Fourteenth Edition of the Encyclopedia Britannica (1929)

This seemed unlike the ritual of war of which Foch had been priest, and so it seemed that there was a difference of kind. Foch called his modern war “absolute.” In it two nations professing incompatible philosophies set out to try them in the light of force. A struggle of two immaterial principles could only end when the supporters of one had no more means of resistance. An opinion can be argued with: a conviction is best shot. The logical end of a war of creeds is the final destruction of one, and Salammbo the classical textbook-instance. These were the lines of the struggle between France and Germany, but not, perhaps, between Germany and England, for all efforts to make the British soldier hate the enemy simply made him hate war. Thus the “absolute war” seemed only a variety of war; and beside it other sorts could be discerned, as Clausewitz had numbered them, personal wars for dynastic reasons, expulsive wars for party reasons, commercial wars for trading reasons.
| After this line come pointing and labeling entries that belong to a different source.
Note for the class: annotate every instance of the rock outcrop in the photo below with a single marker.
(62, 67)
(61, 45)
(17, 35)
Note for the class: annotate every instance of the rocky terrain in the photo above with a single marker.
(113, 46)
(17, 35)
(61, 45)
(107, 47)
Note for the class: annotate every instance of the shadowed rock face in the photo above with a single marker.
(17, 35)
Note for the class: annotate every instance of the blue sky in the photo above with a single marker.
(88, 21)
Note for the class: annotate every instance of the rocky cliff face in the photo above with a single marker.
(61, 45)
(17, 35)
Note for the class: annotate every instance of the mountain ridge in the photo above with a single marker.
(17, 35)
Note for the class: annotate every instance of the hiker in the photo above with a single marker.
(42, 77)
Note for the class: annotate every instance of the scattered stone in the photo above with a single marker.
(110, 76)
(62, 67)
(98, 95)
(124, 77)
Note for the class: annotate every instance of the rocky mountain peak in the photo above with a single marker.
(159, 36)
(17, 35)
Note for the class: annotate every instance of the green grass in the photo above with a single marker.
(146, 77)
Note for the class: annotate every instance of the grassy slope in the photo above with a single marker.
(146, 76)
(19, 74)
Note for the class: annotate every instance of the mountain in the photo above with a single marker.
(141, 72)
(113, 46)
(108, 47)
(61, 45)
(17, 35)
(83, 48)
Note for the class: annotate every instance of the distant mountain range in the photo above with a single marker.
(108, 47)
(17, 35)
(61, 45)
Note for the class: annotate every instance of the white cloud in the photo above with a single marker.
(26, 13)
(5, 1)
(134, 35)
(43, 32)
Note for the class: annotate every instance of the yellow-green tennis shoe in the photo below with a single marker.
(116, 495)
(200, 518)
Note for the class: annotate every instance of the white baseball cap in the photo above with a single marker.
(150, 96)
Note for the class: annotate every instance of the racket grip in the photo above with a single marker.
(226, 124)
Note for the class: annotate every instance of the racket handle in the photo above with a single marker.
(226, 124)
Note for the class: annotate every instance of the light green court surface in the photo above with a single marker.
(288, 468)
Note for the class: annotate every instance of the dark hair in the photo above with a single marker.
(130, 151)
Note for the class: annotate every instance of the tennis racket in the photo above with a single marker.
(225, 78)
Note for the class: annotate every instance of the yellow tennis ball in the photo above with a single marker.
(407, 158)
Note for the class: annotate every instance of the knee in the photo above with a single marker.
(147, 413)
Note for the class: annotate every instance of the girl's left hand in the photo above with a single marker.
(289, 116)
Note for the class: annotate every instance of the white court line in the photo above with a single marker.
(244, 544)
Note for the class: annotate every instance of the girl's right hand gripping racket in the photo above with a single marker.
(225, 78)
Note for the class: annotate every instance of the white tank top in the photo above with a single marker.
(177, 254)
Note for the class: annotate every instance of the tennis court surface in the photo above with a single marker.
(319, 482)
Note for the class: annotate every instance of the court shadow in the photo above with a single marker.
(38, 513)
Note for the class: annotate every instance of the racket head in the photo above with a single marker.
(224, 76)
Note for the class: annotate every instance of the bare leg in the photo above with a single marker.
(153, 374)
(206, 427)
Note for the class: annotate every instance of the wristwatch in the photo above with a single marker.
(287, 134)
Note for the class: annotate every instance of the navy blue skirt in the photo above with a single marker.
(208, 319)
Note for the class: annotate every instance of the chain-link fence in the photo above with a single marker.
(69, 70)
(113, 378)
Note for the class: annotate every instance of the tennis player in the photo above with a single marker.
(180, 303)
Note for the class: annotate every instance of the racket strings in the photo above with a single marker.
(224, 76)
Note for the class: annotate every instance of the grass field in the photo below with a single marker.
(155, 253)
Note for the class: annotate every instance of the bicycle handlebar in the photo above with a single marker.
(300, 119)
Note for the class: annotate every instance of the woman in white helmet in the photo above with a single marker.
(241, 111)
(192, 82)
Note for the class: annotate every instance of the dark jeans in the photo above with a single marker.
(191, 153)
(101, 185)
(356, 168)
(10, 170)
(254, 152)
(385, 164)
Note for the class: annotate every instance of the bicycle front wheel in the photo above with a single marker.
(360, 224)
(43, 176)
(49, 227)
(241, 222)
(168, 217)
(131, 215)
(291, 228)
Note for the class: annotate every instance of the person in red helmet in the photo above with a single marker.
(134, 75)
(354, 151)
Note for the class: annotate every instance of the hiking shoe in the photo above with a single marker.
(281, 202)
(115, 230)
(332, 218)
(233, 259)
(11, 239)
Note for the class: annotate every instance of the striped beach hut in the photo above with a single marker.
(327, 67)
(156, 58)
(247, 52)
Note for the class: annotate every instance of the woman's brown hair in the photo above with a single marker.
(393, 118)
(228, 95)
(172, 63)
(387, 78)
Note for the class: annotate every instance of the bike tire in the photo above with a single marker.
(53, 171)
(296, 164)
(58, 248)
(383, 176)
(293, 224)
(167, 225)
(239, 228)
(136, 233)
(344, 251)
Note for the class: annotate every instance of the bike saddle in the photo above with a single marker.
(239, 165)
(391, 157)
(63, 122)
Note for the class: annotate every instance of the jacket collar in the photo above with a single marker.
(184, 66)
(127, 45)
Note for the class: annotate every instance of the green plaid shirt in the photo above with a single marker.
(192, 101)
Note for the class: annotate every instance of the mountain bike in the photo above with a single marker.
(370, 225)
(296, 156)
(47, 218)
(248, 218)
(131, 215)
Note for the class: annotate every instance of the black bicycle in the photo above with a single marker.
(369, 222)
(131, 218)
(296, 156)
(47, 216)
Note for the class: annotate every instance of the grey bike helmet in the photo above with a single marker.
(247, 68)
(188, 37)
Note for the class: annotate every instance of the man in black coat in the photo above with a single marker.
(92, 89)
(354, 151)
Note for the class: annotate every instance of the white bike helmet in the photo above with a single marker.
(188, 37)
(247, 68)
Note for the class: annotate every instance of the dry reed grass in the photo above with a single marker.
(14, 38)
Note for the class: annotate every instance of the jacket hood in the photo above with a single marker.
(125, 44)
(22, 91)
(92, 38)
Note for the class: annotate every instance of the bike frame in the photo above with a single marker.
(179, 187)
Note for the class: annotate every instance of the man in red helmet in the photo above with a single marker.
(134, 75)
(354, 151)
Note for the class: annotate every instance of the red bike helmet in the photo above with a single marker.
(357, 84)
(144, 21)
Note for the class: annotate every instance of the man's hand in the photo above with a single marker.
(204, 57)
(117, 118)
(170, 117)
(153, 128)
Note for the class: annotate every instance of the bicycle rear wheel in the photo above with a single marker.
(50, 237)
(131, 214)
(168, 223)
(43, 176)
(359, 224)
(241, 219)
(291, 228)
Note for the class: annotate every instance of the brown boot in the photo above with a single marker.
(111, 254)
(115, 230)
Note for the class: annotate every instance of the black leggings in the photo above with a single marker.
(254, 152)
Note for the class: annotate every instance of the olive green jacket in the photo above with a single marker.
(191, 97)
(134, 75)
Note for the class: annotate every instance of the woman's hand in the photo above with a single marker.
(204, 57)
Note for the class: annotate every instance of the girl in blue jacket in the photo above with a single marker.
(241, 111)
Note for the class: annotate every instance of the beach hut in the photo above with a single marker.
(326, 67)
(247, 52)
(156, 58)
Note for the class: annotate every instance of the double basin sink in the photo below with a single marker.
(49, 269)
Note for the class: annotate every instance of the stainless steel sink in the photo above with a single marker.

Now the Arab aim was unmistakably geographical, to occupy all Arabic-speaking lands in Asia. In the doing of it Turks might be killed, yet “killing Turks” would never be an excuse or aim. If they would go quietly, the war would end. If not, they must be driven out: but at the cheapest possible price, since the Arabs were fighting for freedom, a pleasure only to be tasted by a man alive.



In the Arab case the algebraic factor would take first account of the area to be conquered. A casual calculation indicated perhaps 140,000 square miles. How would the Turks defend all that-no doubt by a trench line across the bottom, if the Arabs were an army attacking with banners displayed . . . but suppose they were an influence, a thing invulnerable, intangible, without front or back, drifting about like a gas? Armies were like plants, immobile as a whole, firm-rooted, and nourished through long stems to the head. The Arabs might be a vapour, blowing where they listed.  …  It seemed that the assets in this sphere were with the Arabs, and climate, railways, deserts, technical weapons could also be attached to their interests. The Turk was stupid and would believe that rebellion was absolute, like war, and deal with it on the analogy of absolute warfare.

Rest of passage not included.